The EJB is defined via the #Stateless and #Local annotations. The bean implementation references an EnityManager via the #PersistenceContext annotation.
Where is the jndi lookup to the database done (maybe in the persistence.xml file)?
Do all of the EJBs share a common EntityManager (assuming the EntityManager is thread safe)? If not, I know that the EnityManager utilizes a second level cache to help reduce trips to the database, are these caches somehow kept in sync?
I know this is a lot of questions, but they're all sort of related and there seem to be a lot of complicated concepts for something that's so easy to build through the wizards. I want to make sure I understand what's all going on here.
Thanks in advance!
What happens here? Does it just grab an instance of the EJB from the application server's EJB pool?

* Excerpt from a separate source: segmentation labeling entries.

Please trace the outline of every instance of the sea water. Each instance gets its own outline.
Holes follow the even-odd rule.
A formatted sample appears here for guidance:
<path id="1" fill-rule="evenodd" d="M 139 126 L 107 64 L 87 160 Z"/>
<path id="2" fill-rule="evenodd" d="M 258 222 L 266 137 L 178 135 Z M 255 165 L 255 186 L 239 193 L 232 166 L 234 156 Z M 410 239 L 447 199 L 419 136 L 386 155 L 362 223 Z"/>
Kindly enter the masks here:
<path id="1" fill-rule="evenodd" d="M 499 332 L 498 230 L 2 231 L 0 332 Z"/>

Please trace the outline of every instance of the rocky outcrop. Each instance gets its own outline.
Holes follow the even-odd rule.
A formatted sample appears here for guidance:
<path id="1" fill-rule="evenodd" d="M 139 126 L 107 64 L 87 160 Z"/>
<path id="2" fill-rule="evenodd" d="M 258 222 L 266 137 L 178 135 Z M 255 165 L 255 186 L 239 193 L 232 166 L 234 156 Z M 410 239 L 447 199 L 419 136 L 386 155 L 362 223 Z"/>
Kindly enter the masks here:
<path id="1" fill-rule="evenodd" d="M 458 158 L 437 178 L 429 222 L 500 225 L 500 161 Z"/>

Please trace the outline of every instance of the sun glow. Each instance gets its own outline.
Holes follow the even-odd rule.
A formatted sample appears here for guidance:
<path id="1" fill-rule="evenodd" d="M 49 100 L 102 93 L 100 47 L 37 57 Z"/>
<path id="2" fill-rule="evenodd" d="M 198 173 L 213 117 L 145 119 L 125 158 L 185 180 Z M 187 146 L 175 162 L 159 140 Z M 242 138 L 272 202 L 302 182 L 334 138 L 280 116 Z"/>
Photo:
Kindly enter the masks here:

A JAX-WS web component endpoint (as opposed to a JAX-WS EJB endpoint) follows the typical servlet threading model, which means that typically there is one instance that is executed concurrently for each client. JAX-WS implementations are free to leverage pools of bean instances to handle a request in a fashion similar to stateless session EJB components. (source: Developing Applications for the JavaTM EE Platform FJ-310).
In all cases, it is fine to inject/look-up stateless beans because the container guarantees that the beans will always be thread safe. In affect, the container automatically serializes clients calls but uses instance pooling to make sure you still get concurrency benefits.
If there is more than 1 EJB deployed to the server, how does it know which one to grab?
Hmm... I didn't get this one. Can you clarify what you mean exactly? Why would there be any ambiguity?
Where is the jndi lookup to the database done (maybe in the persistence.xml file)?
In a Java EE environment, you specify your data source in a <jta-data-source> element in each persistence unit of the persistence.xml file (which can contain several persistence units) and the data source will be obtained by the EntityManager (only when needed, i.e. only if a data access is really needed).
Do all of the EJBs share a common EntityManager?
No. The EntityManager is a non-thread-safe object that should be used once, for a single business process, a single unit of work, and then discarded. In a Java EE environment using EJB 3, the default pattern is "entitymanager-per-request". A request from the client is send to the EJB 3 persistence layer, a new EntityManager is opened, and all database operations are executed in this unit of work. Once the work has been completed (and the response for the client has been prepared), the persistence context is flushed and closed, as well as the entity manager object. (source: Chapter 4. Transactions and Concurrency).